Now, in our final step, we offer some quick tips that can tighten your scheme budgets, while keeping your objectives in focus.
Reduce your manager roster but still earn the return
Fewer managers require less time to oversee and can improve bargaining power thanks to larger allocations. By asking your consultants to compile concentrated, high conviction lists of managers, and taking advantage of fees negotiated across their entire client base, it could be possible to reduce headline fees by 20%-30% depending on the particular asset class in question. This is particularly impactful for smaller schemes who then get access to the same fee rates as larger ones.
Negotiate on fees when you are changing consultant anyway
Changing consultant could be a great time to save on fees. Appointing a new consultant signals to your asset managers that your scheme’s allocation with them could be at risk. You should take advantage of this position and ask your new advisers to negotiate fees down on your existing mandates as a matter of course.
This can yield surprisingly powerful results. In the table below are examples of recent fee savings we achieved for two of our clients on their existing mandates during the onboarding process.
This is truly an easy win – if you don’t ask you don’t get.
Understand what you are paying for
See the full picture with a fee breakdown. Trustees need to fully understand the breakdown of the fees they pay.
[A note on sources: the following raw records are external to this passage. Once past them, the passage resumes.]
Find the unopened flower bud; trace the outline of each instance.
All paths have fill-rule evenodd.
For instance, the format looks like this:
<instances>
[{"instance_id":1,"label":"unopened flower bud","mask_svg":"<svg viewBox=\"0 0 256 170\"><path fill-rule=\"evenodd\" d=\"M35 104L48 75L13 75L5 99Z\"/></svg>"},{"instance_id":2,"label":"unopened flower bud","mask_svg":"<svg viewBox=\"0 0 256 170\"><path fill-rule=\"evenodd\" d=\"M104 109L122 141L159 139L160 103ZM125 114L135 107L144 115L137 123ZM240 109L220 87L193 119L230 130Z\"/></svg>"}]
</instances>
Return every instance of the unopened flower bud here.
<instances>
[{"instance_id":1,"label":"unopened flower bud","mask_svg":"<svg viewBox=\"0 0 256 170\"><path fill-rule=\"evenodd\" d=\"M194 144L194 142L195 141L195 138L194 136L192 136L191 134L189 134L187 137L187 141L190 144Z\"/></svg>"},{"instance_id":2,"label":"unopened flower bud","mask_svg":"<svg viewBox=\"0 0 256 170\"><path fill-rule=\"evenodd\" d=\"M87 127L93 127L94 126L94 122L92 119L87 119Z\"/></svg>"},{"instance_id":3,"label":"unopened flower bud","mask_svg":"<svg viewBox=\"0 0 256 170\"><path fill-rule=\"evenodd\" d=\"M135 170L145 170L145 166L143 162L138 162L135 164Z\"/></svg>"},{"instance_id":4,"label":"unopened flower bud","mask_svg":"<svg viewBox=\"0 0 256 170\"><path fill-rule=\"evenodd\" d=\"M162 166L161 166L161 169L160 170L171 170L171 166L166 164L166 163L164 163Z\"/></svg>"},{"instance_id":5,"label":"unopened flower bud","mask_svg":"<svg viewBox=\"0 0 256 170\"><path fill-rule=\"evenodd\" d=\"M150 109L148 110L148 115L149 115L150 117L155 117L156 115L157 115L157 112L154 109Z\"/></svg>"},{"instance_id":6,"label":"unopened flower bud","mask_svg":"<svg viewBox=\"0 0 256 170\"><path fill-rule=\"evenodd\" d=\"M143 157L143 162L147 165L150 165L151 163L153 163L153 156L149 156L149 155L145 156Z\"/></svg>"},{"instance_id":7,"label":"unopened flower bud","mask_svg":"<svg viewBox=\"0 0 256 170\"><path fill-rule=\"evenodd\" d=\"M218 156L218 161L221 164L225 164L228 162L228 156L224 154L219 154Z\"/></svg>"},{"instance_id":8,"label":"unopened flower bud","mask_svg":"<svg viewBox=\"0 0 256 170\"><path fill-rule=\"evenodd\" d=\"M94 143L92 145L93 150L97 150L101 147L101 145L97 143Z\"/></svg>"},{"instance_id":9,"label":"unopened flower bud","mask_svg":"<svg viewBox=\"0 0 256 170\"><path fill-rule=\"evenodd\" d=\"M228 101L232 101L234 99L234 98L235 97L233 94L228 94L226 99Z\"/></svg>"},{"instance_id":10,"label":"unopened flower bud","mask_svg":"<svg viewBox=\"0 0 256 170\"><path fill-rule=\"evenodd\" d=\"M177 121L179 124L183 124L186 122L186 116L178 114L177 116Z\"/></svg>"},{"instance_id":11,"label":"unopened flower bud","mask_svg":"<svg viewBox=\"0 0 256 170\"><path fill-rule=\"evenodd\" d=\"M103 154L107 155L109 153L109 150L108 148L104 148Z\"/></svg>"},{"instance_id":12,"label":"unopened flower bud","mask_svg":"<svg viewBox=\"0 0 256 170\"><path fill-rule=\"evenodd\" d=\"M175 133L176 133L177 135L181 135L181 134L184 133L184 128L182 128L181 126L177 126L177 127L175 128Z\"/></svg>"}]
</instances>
An asset manager’s annual management charge (AMC) usually only represents part of the total costs incurred. You should understand and appreciate the full extent of your costs, so we recommend enlisting a specialist to take a deep dive into your funds and compare them to an industry benchmark.
Know your objective and upper spending limit
Don’t aim – and pay – for 3% if you only need 0.5%. Pension schemes that need to generate higher returns to reach full funding often require more complex investment strategies and these usually incur higher fees. Having an end objective gives you clarity on the investment strategy needed, both now and in the future. Crucially, it also helps you understand and justify the resources required on your journey – and where best to spend them. Without an end objective and a clear path for getting there, years may go by without achieving any improvement in funding level with more assets used on manager and advisory fees, and transaction costs.
These may seem like small changes, but the difference in fees compounded over 10 years will have significant impact on your pension scheme’s journey to full funding and can help you get where you want to be more efficiently.